ADR-0004 split client identity into Person (platform-level) + ClientProfile (per-stringer). It documented the Stringer-created draft Person flow: a stringer enters a new client without an email, a Person row is created, and the row may sit unclaimed for months until the human magic-links in (V3 portal).

Iris's fadp-implementation-asks.md § R-FADP-4 requires every Person row to carry provenance — who created the row and via what flow — to back the consent-by-proxy legal basis under FADP Art. 19–20 (transparency about how data was collected). For a draft Person created by a stringer on behalf of a not-yet-onboarded client, the legal basis at creation is "consent-by-proxy under legitimate interest" (per fadp-posture.md § Stringer-created draft Persons). The provenance — which stringer, when — is the audit trail backing that legal basis.

Without provenance: a Person who later asks "how did you get my data?" gets a non-answer; the V3 magic-link "we already had a record for you, created by Stringer X on <date>" ratification screen (A-CONS-2) cannot be rendered.

Iris flagged the choice between two shapes for Theo:

  • Option A. Enum Person.created_by_kind + scalar Person.created_by_id (FK by convention; nullable for kinds with no FK target).
  • Option B. Polymorphic with explicit per-kind FK columns (created_by_stringer_id, created_by_import_batch_id, …).
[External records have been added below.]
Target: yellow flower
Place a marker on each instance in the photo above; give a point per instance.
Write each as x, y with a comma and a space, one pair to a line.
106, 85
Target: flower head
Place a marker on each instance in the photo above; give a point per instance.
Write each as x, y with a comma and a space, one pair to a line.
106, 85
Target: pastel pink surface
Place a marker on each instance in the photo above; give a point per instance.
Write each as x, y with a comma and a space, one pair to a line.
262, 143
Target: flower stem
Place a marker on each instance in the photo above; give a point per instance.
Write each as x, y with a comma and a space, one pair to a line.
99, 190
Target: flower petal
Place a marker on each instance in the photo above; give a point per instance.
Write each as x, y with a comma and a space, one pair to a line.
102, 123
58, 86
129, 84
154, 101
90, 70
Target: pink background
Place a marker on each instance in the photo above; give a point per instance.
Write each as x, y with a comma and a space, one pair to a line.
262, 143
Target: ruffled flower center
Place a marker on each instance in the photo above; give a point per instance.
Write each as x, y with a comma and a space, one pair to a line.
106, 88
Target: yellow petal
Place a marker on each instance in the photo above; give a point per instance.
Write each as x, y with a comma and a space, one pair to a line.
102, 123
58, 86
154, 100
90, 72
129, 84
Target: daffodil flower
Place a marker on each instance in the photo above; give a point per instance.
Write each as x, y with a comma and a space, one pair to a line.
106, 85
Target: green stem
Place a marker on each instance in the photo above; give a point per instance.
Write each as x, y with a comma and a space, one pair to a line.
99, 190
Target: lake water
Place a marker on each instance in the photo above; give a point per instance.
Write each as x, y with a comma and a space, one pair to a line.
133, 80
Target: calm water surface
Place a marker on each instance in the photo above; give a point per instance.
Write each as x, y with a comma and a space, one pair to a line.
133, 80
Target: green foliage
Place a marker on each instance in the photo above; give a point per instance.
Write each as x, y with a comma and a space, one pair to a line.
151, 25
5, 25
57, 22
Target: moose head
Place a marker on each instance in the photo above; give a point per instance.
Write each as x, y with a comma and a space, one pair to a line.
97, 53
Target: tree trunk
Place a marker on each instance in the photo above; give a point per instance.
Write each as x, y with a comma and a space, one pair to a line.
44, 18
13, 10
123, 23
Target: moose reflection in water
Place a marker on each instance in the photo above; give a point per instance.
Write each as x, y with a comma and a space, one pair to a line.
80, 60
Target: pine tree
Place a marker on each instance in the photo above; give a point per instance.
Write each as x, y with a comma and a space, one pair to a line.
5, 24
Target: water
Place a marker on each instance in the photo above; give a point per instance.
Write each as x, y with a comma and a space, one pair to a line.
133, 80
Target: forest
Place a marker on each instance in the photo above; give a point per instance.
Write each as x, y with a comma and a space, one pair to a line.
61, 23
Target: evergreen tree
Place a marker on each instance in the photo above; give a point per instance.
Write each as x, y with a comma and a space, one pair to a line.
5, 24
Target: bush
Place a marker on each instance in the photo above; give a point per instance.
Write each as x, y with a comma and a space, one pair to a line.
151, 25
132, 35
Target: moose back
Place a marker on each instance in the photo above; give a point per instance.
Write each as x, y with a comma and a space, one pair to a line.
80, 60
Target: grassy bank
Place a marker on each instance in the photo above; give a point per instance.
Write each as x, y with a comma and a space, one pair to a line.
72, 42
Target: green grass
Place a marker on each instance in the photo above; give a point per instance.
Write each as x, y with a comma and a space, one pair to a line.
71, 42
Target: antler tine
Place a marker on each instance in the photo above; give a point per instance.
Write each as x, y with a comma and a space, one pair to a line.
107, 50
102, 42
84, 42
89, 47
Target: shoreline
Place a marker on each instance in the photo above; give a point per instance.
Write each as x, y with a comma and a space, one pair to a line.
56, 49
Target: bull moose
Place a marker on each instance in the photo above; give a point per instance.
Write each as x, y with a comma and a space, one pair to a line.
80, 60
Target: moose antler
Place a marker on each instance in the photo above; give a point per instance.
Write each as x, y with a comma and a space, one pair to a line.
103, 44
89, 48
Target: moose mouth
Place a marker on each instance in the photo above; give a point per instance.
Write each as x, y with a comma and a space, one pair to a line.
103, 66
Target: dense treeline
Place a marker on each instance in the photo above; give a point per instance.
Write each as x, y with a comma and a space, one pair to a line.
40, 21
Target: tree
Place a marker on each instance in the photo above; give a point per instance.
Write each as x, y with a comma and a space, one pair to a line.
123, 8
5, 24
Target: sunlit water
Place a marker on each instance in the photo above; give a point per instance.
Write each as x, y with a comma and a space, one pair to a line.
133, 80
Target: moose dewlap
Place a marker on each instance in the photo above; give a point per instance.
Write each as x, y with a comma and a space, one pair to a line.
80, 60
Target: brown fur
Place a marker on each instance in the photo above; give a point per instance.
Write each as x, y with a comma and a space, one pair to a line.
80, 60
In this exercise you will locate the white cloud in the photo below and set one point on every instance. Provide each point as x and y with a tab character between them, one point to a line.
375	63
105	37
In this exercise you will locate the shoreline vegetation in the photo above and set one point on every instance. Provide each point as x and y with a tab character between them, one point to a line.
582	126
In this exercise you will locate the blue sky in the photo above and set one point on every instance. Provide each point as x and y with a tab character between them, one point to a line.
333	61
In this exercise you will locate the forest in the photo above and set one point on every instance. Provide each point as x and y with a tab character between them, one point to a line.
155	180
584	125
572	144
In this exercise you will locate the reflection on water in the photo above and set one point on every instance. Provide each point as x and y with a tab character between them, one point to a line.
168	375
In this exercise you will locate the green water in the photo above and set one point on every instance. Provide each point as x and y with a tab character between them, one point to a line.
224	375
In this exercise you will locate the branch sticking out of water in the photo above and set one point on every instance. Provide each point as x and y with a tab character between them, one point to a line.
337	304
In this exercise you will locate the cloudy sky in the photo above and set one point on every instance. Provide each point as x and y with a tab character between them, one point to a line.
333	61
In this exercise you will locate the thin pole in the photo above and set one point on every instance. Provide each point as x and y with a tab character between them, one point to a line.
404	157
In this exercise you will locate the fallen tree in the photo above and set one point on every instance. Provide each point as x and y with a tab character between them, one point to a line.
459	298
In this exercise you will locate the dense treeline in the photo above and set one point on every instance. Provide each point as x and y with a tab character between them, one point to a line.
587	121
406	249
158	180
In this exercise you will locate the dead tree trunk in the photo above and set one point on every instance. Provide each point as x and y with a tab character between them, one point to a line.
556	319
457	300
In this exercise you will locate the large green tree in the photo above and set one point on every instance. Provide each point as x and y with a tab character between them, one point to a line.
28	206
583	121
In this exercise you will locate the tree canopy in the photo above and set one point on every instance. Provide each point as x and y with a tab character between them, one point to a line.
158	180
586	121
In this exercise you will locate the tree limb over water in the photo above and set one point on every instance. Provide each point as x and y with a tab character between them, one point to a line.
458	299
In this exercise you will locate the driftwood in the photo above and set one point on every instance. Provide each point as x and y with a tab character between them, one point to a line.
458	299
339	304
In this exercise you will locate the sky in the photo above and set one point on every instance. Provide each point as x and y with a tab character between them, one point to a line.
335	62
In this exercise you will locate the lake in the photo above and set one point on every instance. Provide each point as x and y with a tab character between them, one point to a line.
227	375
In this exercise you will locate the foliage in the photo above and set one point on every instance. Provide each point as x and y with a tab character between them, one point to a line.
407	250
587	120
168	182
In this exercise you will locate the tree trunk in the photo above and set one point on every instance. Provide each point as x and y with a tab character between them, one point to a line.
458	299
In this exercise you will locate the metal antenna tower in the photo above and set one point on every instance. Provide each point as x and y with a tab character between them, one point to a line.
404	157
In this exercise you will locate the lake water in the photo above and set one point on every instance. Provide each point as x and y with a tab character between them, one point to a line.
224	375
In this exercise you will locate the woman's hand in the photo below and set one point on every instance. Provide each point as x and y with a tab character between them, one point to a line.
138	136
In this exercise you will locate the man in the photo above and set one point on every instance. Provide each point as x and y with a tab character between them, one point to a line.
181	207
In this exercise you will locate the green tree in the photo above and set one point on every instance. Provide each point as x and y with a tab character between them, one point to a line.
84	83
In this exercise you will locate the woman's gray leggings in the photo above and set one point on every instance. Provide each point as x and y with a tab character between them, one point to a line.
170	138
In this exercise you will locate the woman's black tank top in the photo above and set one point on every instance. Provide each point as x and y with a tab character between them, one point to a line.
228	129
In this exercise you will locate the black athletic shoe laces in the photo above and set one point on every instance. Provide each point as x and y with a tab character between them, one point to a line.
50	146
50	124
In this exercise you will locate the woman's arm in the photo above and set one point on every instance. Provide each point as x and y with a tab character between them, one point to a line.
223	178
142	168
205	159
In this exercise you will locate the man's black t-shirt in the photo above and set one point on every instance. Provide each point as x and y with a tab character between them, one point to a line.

Iris's acceptance criteria (A-FADP-4.1 through A-FADP-4.6) cover four created_by_kind values: stringer, self (V3 portal magic-link self-create), migration (Vera's M15 ETL), and the implicit system (placeholder for future system-emitted Persons; not used in V2). Provenance is immutable post-creation; survives stringer offboarding (the FK resolves to a [scrubbed] display name but the chain is intact); and is not cleared by Person scrub (it's metadata about the platform's relationship with the Person, not PII).

Options

Schema shape

  • (SA-A) Enum + FK-by-convention. created_by_kind enum (stringer | self | migration | system); created_by_id UUID nullable (FK by convention to stringers.id when kind=stringer, to persons.id when kind=self, NULL when kind=migration or kind=system). Two columns total. The FK-by-convention pattern is already used in this codebaseshare_audit.actor_kind + share_audit.actor_id and share_audit.target_kind + share_audit.target_id (per ADR-0004 §"Audit") use the same shape; order_shares.granter_kind + granter_id is the closely-related polymorphic-FK case (per ADR-0004 §"order_shares").
  • (SA-B) Polymorphic with per-kind FKs. created_by_stringer_id (FK NULLABLE), created_by_self_person_id (FK NULLABLE), created_by_import_batch_id (FK NULLABLE if a future import_batches table lands; else NULL+CHECK). Plus a discriminator (created_by_kind) to disambiguate. Three or four columns; per-kind referential integrity is enforced by Postgres FKs; CHECK constraint ensures exactly one created_by_*_id is non-null.

Where to store

  • (WS-1) Columns on Person (chosen for both options). Provenance is a per-row property; the column-on-row pattern is consistent with Person.deleted_at, Person.scrubbed_at, Person.email_verified_at. One read, no JOIN.
  • (WS-2) Surface via share_audit event-kind only (Iris's alternative — "either two columns OR a share_audit row"). Avoids new columns; provenance is reconstructable via share_audit lookup. Costs one query per Person to reconstruct provenance; loses the per-row read affordance for the DSAR generator and the merge-tool surface.

Decision

Pick Option A (created_by_kind enum + created_by_id FK-by-convention) on Person.

Schema delta

Add two columns to persons:

Column Type Constraints Notes
created_by_kind created_by_kind enum NOT NULL Enum values: stringer | self | migration | system. New Postgres enum type owned by this migration.
created_by_id uuid NULL allowed FK by convention. Resolves to stringers.id when kind=stringer; to persons.id (the row's own id, post-INSERT) when kind=self; NULL when kind=migration (no per-row import-batch ID in V2 — Vera's M15 ETL is one batch) or kind=system (no actor).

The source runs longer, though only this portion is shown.